Columbia SPPO

Seth Kimmel

Assistant Professor

Seth Kimmel studies the literatures and cultures of medieval and early modern Iberia. He earned his B.A. in Comparative Literature and Religion here at Columbia and his Ph.D. from the Department of Comparative Literature at the University of California, Berkeley in 2010. Before joining Columbia’s Department of Latin American and Iberian Cultures in 2012, Seth spent two years as a member of Stanford University’s Mellon Fellowship of Scholars in the Humanities, where he taught classes on theories of secularism and religion, the history of reading, and cultural exchange and conflict among Iberian Christians, Muslims, and Jews.

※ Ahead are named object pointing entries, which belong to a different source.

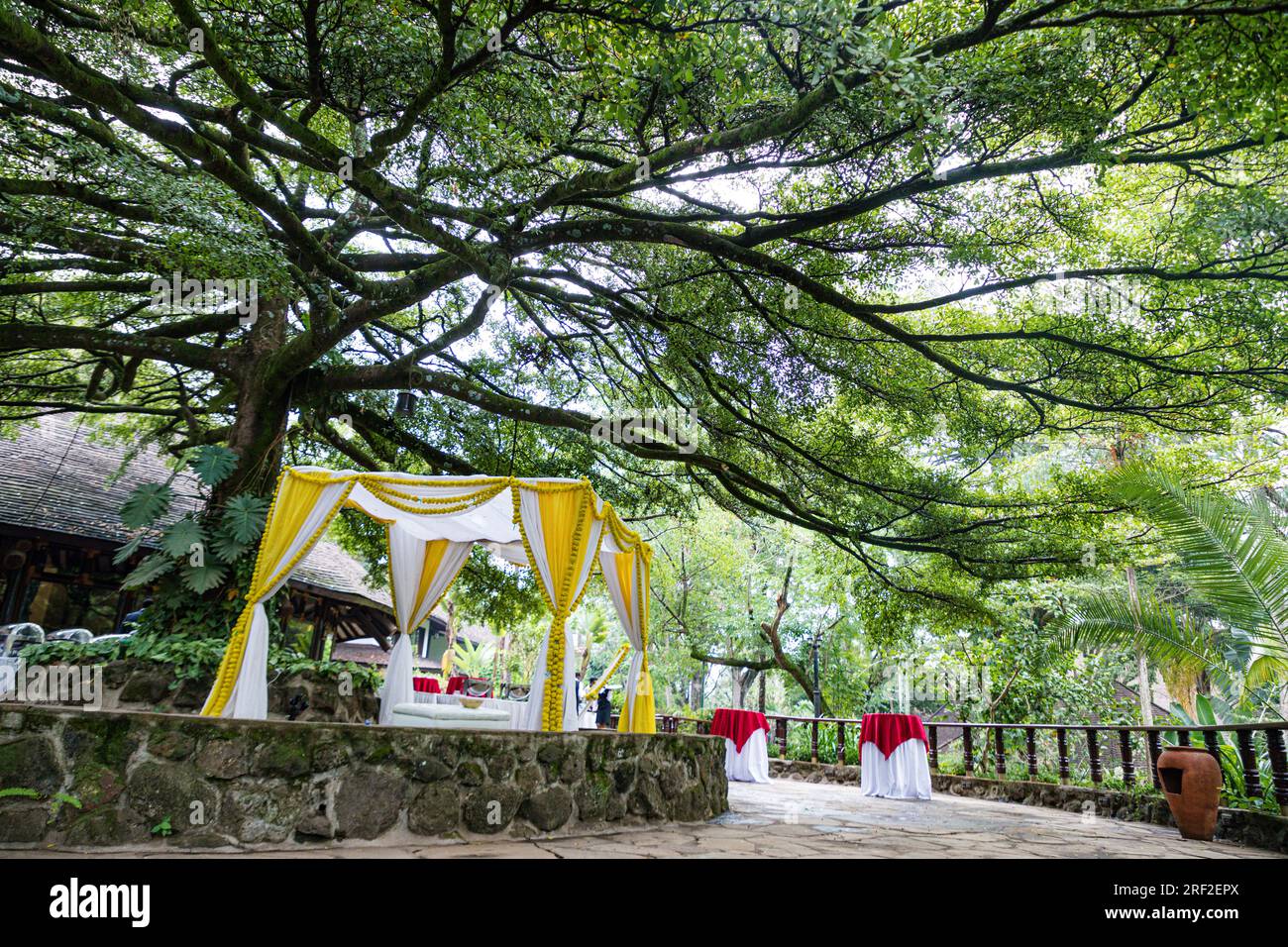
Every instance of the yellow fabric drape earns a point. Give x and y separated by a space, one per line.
292 502
571 523
567 518
640 714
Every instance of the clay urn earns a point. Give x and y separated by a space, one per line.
1192 783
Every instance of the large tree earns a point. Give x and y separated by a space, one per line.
829 228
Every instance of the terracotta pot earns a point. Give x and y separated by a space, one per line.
1192 783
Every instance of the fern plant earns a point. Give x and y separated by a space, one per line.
1233 557
200 549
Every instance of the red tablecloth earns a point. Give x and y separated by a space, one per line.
737 724
888 731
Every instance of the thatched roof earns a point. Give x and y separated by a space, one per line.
59 475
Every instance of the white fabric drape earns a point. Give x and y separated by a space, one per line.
903 775
630 616
752 763
529 512
398 680
417 582
249 698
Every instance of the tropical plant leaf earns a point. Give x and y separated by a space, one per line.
1231 552
244 517
204 578
227 547
213 463
146 504
149 571
128 551
1266 669
1108 620
179 536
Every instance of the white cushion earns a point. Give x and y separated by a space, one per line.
451 711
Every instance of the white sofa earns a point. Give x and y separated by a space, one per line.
450 716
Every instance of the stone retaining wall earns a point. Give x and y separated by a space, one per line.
1243 826
132 684
121 777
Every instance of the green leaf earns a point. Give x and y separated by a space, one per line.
128 551
204 578
149 571
1155 629
146 504
227 548
1231 552
244 517
180 535
213 463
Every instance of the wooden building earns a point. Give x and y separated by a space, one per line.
60 493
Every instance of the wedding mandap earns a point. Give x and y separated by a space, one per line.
558 527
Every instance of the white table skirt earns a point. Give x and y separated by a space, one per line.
515 709
752 763
903 775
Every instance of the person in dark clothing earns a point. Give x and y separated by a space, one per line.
132 618
604 710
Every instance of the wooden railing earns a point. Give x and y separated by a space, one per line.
1120 745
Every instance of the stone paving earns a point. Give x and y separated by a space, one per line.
799 819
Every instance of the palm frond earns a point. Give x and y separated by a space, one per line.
1229 552
1157 629
1266 669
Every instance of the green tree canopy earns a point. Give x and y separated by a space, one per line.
874 248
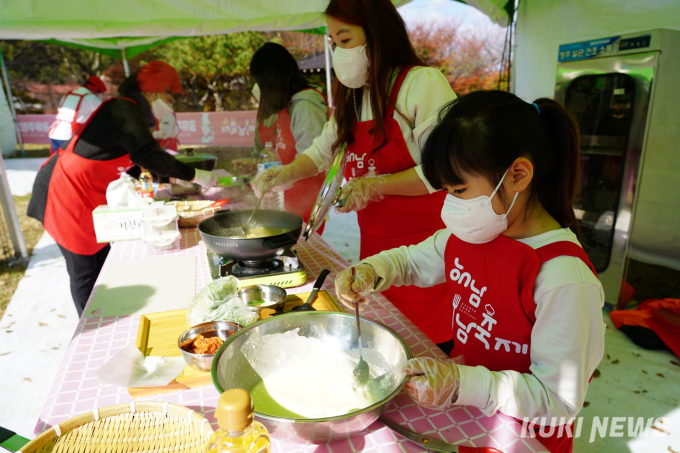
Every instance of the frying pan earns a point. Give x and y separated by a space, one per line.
222 234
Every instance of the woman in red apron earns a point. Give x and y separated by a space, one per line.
384 101
525 301
73 182
290 116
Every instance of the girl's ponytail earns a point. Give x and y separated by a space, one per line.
560 179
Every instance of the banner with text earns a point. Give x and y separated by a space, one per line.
206 128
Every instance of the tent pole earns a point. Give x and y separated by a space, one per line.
10 101
11 217
126 66
327 55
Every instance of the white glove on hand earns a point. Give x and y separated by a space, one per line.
205 179
434 383
357 193
276 178
351 290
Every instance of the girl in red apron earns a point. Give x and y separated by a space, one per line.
525 301
384 99
290 116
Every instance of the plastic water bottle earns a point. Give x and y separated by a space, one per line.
239 432
269 158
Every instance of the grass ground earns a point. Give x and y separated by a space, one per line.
10 274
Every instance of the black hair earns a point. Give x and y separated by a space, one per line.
130 89
484 132
278 75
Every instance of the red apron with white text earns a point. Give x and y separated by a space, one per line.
77 186
491 289
398 220
74 124
300 198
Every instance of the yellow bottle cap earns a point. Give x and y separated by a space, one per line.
235 410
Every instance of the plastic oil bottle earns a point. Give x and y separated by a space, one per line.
269 158
238 431
146 183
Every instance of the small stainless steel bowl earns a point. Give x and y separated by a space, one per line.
263 296
222 329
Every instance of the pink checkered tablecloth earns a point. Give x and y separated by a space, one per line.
76 388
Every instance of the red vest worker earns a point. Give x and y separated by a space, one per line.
290 116
73 181
75 109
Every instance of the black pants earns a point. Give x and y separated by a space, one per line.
83 271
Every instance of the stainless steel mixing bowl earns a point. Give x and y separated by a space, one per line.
231 369
222 329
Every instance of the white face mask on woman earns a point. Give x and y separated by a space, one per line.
475 221
256 92
351 66
160 109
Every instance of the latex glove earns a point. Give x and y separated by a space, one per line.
276 178
205 179
434 383
245 166
351 291
357 193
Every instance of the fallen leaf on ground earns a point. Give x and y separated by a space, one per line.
662 430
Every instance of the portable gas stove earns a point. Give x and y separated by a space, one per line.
285 271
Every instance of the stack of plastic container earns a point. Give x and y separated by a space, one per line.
160 230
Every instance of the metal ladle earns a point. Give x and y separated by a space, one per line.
361 371
247 224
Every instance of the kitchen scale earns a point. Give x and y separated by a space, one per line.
285 270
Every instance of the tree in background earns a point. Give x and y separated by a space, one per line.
41 73
215 69
469 60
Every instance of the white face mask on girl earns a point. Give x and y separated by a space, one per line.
256 92
474 221
351 66
160 109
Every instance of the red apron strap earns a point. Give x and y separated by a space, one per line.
328 110
564 248
395 91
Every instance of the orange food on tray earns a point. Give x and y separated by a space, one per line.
203 345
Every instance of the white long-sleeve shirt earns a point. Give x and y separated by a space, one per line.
567 340
422 94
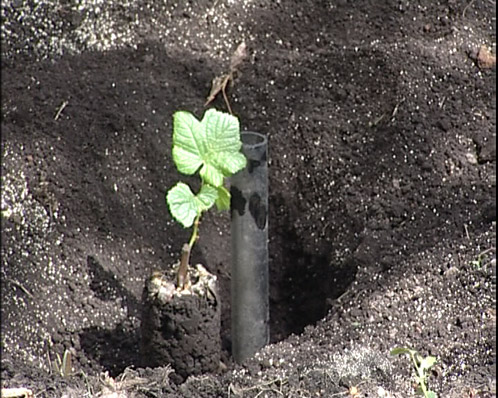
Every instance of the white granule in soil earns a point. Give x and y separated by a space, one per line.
51 28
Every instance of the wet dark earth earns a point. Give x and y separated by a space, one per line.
380 117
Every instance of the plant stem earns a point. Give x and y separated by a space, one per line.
182 276
195 232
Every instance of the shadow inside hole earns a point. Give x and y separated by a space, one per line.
302 289
114 350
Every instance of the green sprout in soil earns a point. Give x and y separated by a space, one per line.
422 368
210 147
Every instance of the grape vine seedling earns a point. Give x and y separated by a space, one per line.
210 147
422 368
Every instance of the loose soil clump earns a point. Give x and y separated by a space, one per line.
380 119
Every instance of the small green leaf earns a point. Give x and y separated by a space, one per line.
427 363
182 204
213 145
187 142
206 197
223 201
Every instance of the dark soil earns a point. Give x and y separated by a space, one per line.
380 117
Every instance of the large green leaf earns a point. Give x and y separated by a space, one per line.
213 145
182 204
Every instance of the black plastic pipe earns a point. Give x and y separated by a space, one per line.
249 230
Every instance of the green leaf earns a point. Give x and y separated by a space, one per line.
213 145
427 362
187 142
223 201
182 204
206 197
185 206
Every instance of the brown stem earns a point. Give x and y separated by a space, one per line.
183 269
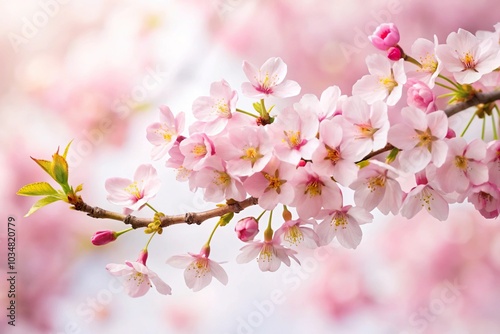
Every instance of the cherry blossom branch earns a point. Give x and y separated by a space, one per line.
189 217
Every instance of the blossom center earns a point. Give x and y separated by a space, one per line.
468 61
252 154
199 150
376 182
274 182
294 235
461 162
313 188
428 63
332 154
340 221
293 139
133 189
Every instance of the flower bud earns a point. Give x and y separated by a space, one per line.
103 237
385 36
421 96
247 228
394 53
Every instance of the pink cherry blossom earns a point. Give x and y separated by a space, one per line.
344 224
199 269
272 185
486 199
133 194
294 134
385 80
463 166
424 51
163 134
425 196
468 57
386 35
138 277
376 186
295 233
336 154
369 124
420 136
247 228
270 254
247 150
421 96
268 80
313 191
218 183
196 149
215 110
324 108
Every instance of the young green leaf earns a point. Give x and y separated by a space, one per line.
37 189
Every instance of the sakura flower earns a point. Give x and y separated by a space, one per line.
270 254
424 196
486 199
196 150
199 269
385 80
134 194
324 108
376 186
219 185
425 52
369 124
247 228
344 224
468 57
215 110
421 96
463 166
272 185
313 191
386 35
295 233
336 155
295 135
247 150
163 134
420 136
268 80
138 277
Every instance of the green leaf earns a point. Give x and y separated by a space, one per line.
41 203
37 189
45 164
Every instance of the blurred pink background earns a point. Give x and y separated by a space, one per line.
96 72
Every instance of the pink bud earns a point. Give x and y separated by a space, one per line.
421 96
143 257
247 228
385 36
103 237
394 53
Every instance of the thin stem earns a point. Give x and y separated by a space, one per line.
150 238
212 234
149 206
246 113
495 134
468 124
450 81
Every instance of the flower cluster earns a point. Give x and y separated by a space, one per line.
398 155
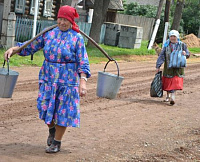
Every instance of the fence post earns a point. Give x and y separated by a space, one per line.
11 30
6 10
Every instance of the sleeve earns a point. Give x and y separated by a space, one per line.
184 48
82 57
161 58
33 47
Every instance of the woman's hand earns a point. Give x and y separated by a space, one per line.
82 87
184 53
9 53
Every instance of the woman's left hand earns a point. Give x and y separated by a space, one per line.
82 88
184 53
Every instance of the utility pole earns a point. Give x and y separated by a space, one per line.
156 26
166 20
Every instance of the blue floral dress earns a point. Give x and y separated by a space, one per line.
65 59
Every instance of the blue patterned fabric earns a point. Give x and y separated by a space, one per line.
65 59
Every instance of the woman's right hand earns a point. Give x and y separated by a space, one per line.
157 70
9 53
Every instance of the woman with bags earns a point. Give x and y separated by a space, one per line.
173 55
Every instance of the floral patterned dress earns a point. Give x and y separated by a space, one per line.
65 59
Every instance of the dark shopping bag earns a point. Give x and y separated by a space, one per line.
156 85
177 59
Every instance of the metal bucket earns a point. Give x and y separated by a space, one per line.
8 79
108 84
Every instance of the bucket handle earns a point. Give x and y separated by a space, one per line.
7 65
116 65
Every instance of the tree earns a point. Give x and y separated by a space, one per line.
177 14
99 15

Seth’s current book project is an intellectual history of New Christian assimilation. The book argues that canon law, Oriental Studies, and history writing were all transformed by hotly contested debates over eradicating Islam and Judaism from the Iberian Peninsula and converting non-Christians elsewhere in the Spanish empire. Other research and teaching interests include the history of science and Mediterranean and Transatlantic Studies. In addition to his book manuscript, Seth is currently working on two new essays, one on the intersection between cartography and bibliography in the early sixteenth century, and another on the representation of Jewish converts to Christianity in late fifteenth-century polemical literature.
 

Selected Recent Publications:

“‘In the Choir with the Clerics’: Secularism in the Age of Inquisition.” Comparative Literature 65:3 (Summer 2013): 285-305.

“‘No milagro, milagro’: The Early Modern Art of Effective Ritual.” Modern Language Notes 128.2 (Hispanic Issue, 2013): 433-444.

 “Local Turks: Print Culture and Maurophilia in Early Modern Spain.” The Journal of Spanish Cultural Studies 13.1 (2012): 21-38.

“Writing Religion: Sacromonte and the Literary Conventions of Orthodoxy.” Poiesis and Modernity in the Old and New Worlds. Hispanic Issues 39. Edited by Anthony J. Cascardi and Leah Middebrook. Nashville: Vanderbilt University Press, 2012, 117-138.

“Interpreting Inaccuracy: The Fiction of Longitude in Early Modern Spain.” The Journal of Medieval and Early Modern Studies 40:2 (Spring 2010): 299-324.